MHB Simplify (Adding and Subtracting Rational Functions)

[eleventhxhour]

5c) Simplify.

$$\frac{2x}{3y} - \frac{x^2}{4y^3} + \frac{3}{5y^4} $$This is what I did, which is wrong according to the textbook. Could someone point out what I did wrong and how to correct it? Thanks.
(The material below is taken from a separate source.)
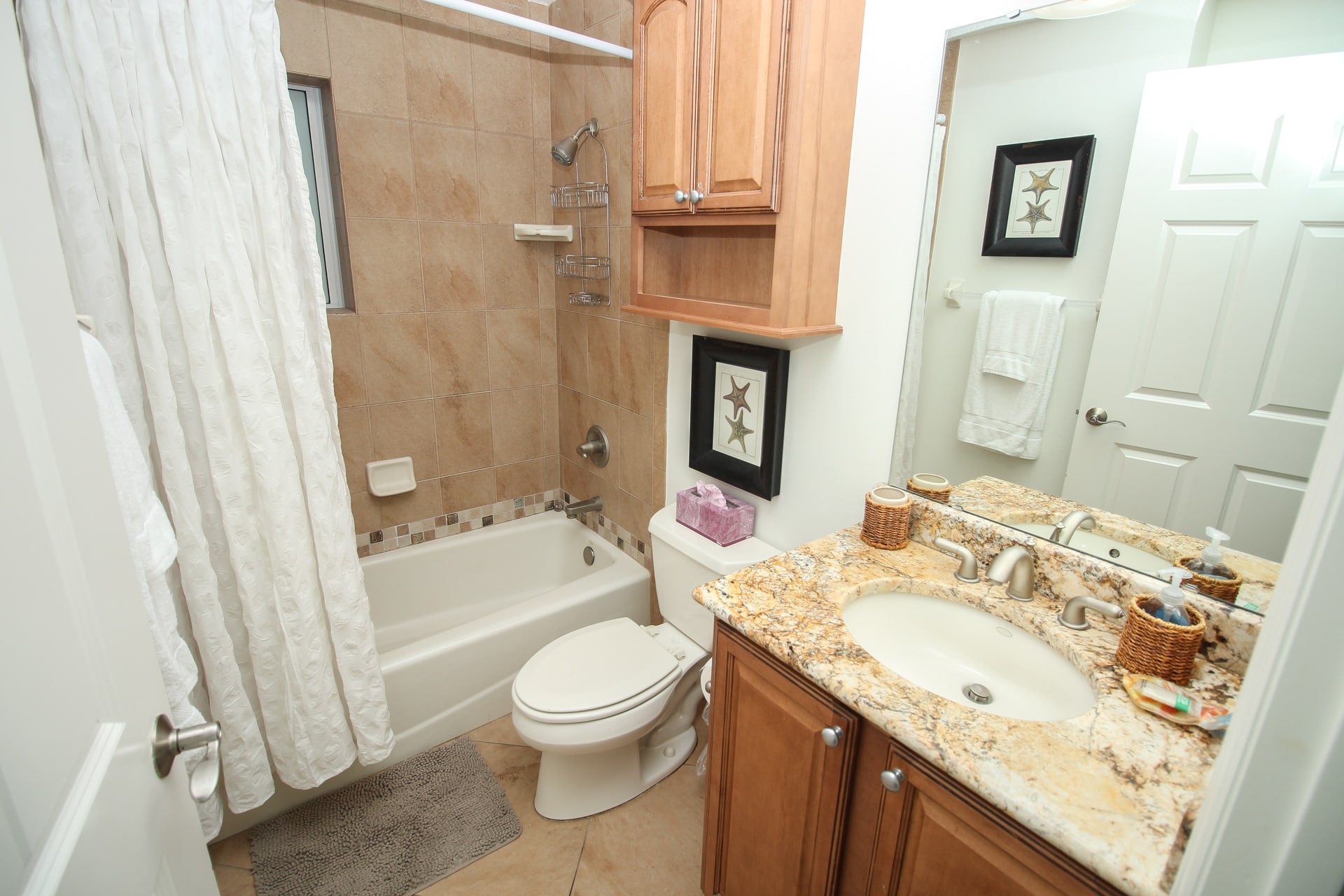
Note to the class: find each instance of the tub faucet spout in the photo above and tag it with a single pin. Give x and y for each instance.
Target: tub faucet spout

$$\frac{(2x)(4y^3)-(x^2)(3y)}{(3y)(4y^3)} + \frac{3}{5y^4}$$

$$\frac{8xy^3-3x^2y}{(12y^3)} + \frac{3}{5y^4}$$

$$\frac{(8xy^3-3x^2y)(5y^4)+(3)(12y^4)}{(12y^3)(5y^4)}$$

$$\frac{(40xy^7-15x^2y^5)+36y^4}{60y^8}$$

 

[topsquark]

5c) Simplify.

$$\frac{2x}{3y} - \frac{x^2}{4y^3} + \frac{3}{5y^4} $$This is what I did, which is wrong according to the textbook. Could someone point out what I did wrong and how to correct it? Thanks.

$$\frac{(2x)(4y^3)-(x^2)(3y)}{(3y)(4y^3)} + \frac{3}{5y^4}$$

$$\frac{8xy^3-3x^2y}{(12y^3)} + \frac{3}{5y^4}$$

$$\frac{(8xy^3-3x^2y)(5y^4)+(3)(12y^4)}{(12y^3)(5y^4)}$$

$$\frac{(40xy^7-15x^2y^5)+36y^4}{60y^8}$$

Little things always mess you up.

Line 3, last term in the numerator. Check your power of y.

Last line, Check the power of y in the denominator.

Finally, there is some cancellation you can do.

-Dan

 

[MarkFL]

I would first observe that the lowest common denominator is $60y^4$ and to we may write the expression as:

$$\frac{2x}{3y}\cdot\frac{20y^3}{20y^3}-\frac{x^2}{4y^3}\cdot\frac{15y}{15y}+\frac{3}{5y^4}\cdot\frac{12}{12}$$

This is somewhat simpler than your method.

And so combining terms, what do we get?

As Dan stated, your expression is almost equivalent to this, you just need to divide each term in the numerator and denominator a common factor (after making the check Dan suggests).